Amis
- Type: Public
- Industry: Internet service provider (ISP)
- Founded: 1995
- Headquarters: Maribor, Slovenia
- Key people: Boštjan Košak
- Products: IPTV, Internet, VOIP
- Website: www.amis.net

= Amis (Internet service provider) =

Internet service provider (ISP) in Slovenia and Croatia

Amis is an Internet service provider (ISP) in Slovenia, providing nationwide solutions for more than 105,000 domestic and business users with leading electronic communications and entertainment services. The company is situated in Maribor and Ljubljana. Amis was acquired by the A1 Group in 2015.

==History==

The company was established on May 15, 1995, as the first specialized internet service provider in Slovenia.
In order to expand and provide internet services for the Slovenian market, in 1997 internet network Amis was established in the framework of the company. Amis thus became a Brand, holder of all market services and products still today.

In the early stages, before entering of financial investors, Amis was based predominantly on its own sources, simple organization and focusing on niche market segments. The achieved business success led to admittance of new investors in 2006, namely investment funds Iris Capital (France) and KBC (Belgian) which enabled fast growth, large-scale expansion of activities and trebled number of staff of the company. IRIS and KBC bought Amis on June 28, 2006, for 8,380,000 EUR (together with Amis Telecom in Croatia). Ten years later, on January 4, 2016, Amis was sold (together with Amis Telecom in Croatia) for 33.939,330.24 EUR to mobile provider A1 and on March 16, 2016, integrated into A1.

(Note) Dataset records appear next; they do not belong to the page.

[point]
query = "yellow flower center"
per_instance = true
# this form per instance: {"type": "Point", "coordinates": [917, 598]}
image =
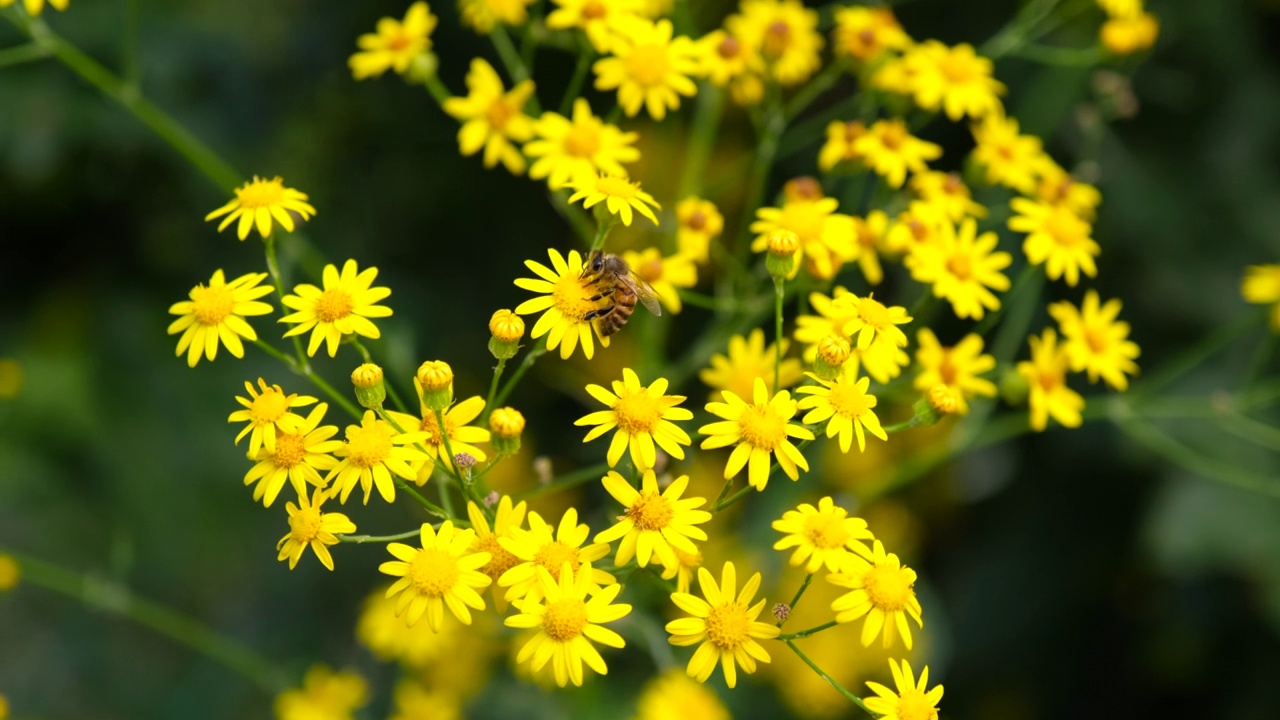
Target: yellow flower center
{"type": "Point", "coordinates": [826, 531]}
{"type": "Point", "coordinates": [648, 64]}
{"type": "Point", "coordinates": [762, 427]}
{"type": "Point", "coordinates": [565, 619]}
{"type": "Point", "coordinates": [291, 450]}
{"type": "Point", "coordinates": [369, 446]}
{"type": "Point", "coordinates": [652, 511]}
{"type": "Point", "coordinates": [887, 587]}
{"type": "Point", "coordinates": [433, 572]}
{"type": "Point", "coordinates": [728, 625]}
{"type": "Point", "coordinates": [213, 304]}
{"type": "Point", "coordinates": [261, 194]}
{"type": "Point", "coordinates": [334, 305]}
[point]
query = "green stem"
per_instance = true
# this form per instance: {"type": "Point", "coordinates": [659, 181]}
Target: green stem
{"type": "Point", "coordinates": [114, 598]}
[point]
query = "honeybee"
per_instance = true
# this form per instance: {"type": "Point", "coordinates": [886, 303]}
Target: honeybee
{"type": "Point", "coordinates": [621, 286]}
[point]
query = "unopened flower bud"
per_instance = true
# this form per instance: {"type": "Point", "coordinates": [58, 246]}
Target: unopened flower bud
{"type": "Point", "coordinates": [435, 383]}
{"type": "Point", "coordinates": [370, 388]}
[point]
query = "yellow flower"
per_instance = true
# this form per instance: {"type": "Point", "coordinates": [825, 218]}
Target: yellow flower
{"type": "Point", "coordinates": [841, 144]}
{"type": "Point", "coordinates": [822, 536]}
{"type": "Point", "coordinates": [599, 19]}
{"type": "Point", "coordinates": [443, 572]}
{"type": "Point", "coordinates": [723, 625]}
{"type": "Point", "coordinates": [845, 405]}
{"type": "Point", "coordinates": [888, 149]}
{"type": "Point", "coordinates": [1056, 237]}
{"type": "Point", "coordinates": [297, 458]}
{"type": "Point", "coordinates": [324, 693]}
{"type": "Point", "coordinates": [259, 203]}
{"type": "Point", "coordinates": [216, 311]}
{"type": "Point", "coordinates": [641, 417]}
{"type": "Point", "coordinates": [784, 32]}
{"type": "Point", "coordinates": [656, 523]}
{"type": "Point", "coordinates": [579, 149]}
{"type": "Point", "coordinates": [955, 368]}
{"type": "Point", "coordinates": [572, 614]}
{"type": "Point", "coordinates": [673, 695]}
{"type": "Point", "coordinates": [864, 33]}
{"type": "Point", "coordinates": [311, 527]}
{"type": "Point", "coordinates": [912, 701]}
{"type": "Point", "coordinates": [485, 14]}
{"type": "Point", "coordinates": [344, 306]}
{"type": "Point", "coordinates": [883, 591]}
{"type": "Point", "coordinates": [648, 68]}
{"type": "Point", "coordinates": [504, 523]}
{"type": "Point", "coordinates": [955, 80]}
{"type": "Point", "coordinates": [1261, 286]}
{"type": "Point", "coordinates": [949, 194]}
{"type": "Point", "coordinates": [268, 414]}
{"type": "Point", "coordinates": [542, 547]}
{"type": "Point", "coordinates": [1011, 159]}
{"type": "Point", "coordinates": [1095, 341]}
{"type": "Point", "coordinates": [394, 45]}
{"type": "Point", "coordinates": [1125, 36]}
{"type": "Point", "coordinates": [663, 274]}
{"type": "Point", "coordinates": [698, 222]}
{"type": "Point", "coordinates": [961, 265]}
{"type": "Point", "coordinates": [1046, 376]}
{"type": "Point", "coordinates": [620, 196]}
{"type": "Point", "coordinates": [565, 302]}
{"type": "Point", "coordinates": [759, 429]}
{"type": "Point", "coordinates": [374, 451]}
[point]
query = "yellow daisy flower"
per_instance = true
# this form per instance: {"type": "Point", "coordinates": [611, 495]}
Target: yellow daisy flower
{"type": "Point", "coordinates": [1261, 286]}
{"type": "Point", "coordinates": [259, 203]}
{"type": "Point", "coordinates": [216, 311]}
{"type": "Point", "coordinates": [1096, 341]}
{"type": "Point", "coordinates": [961, 265]}
{"type": "Point", "coordinates": [444, 572]}
{"type": "Point", "coordinates": [1056, 238]}
{"type": "Point", "coordinates": [565, 302]}
{"type": "Point", "coordinates": [1010, 159]}
{"type": "Point", "coordinates": [759, 431]}
{"type": "Point", "coordinates": [864, 33]}
{"type": "Point", "coordinates": [297, 458]}
{"type": "Point", "coordinates": [374, 451]}
{"type": "Point", "coordinates": [955, 368]}
{"type": "Point", "coordinates": [883, 591]}
{"type": "Point", "coordinates": [1046, 376]}
{"type": "Point", "coordinates": [784, 32]}
{"type": "Point", "coordinates": [620, 196]}
{"type": "Point", "coordinates": [656, 522]}
{"type": "Point", "coordinates": [648, 68]}
{"type": "Point", "coordinates": [891, 151]}
{"type": "Point", "coordinates": [723, 625]}
{"type": "Point", "coordinates": [912, 701]}
{"type": "Point", "coordinates": [698, 222]}
{"type": "Point", "coordinates": [577, 149]}
{"type": "Point", "coordinates": [542, 546]}
{"type": "Point", "coordinates": [344, 306]}
{"type": "Point", "coordinates": [845, 405]}
{"type": "Point", "coordinates": [572, 614]}
{"type": "Point", "coordinates": [643, 417]}
{"type": "Point", "coordinates": [492, 118]}
{"type": "Point", "coordinates": [822, 536]}
{"type": "Point", "coordinates": [955, 80]}
{"type": "Point", "coordinates": [310, 527]}
{"type": "Point", "coordinates": [268, 414]}
{"type": "Point", "coordinates": [394, 45]}
{"type": "Point", "coordinates": [663, 274]}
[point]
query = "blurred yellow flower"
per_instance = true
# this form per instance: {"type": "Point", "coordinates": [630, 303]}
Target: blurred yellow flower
{"type": "Point", "coordinates": [216, 313]}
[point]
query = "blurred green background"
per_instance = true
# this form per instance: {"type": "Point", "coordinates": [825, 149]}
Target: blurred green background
{"type": "Point", "coordinates": [1065, 574]}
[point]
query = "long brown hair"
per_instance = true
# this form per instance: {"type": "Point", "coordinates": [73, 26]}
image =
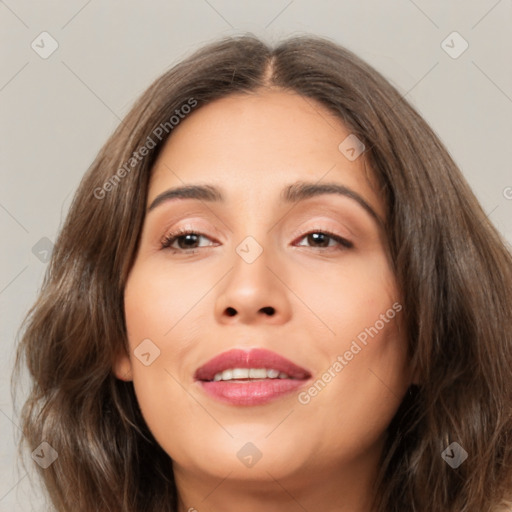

Today, Amis is the sole provider of telecommunication services with long tradition and continuous growth. The nationwide Slovenian market is being covered by Amis' services.

==Network and services==

In all years of its existence, Amis relied on its tradition as the first alternative provider of broadband access. The company built the largest alternative ADSL 2+ network in Slovenia and in 2011 started to market broadband services on optical network of the national operator.

AMIS also markets TDMoIP and VoIP services to corporate and residential users. Since 2013 AMIS extended the technical product portfolio with the introduction of VDSL2 mainly for corporate users.

In the segment of domestic users, Amis Televizija represents the key platform for development and marketing of leading IPTV services and other contents and thus becoming the centre of entertainment in households. It is easily accessible via STB, mobile telephone, personal or tablet computer.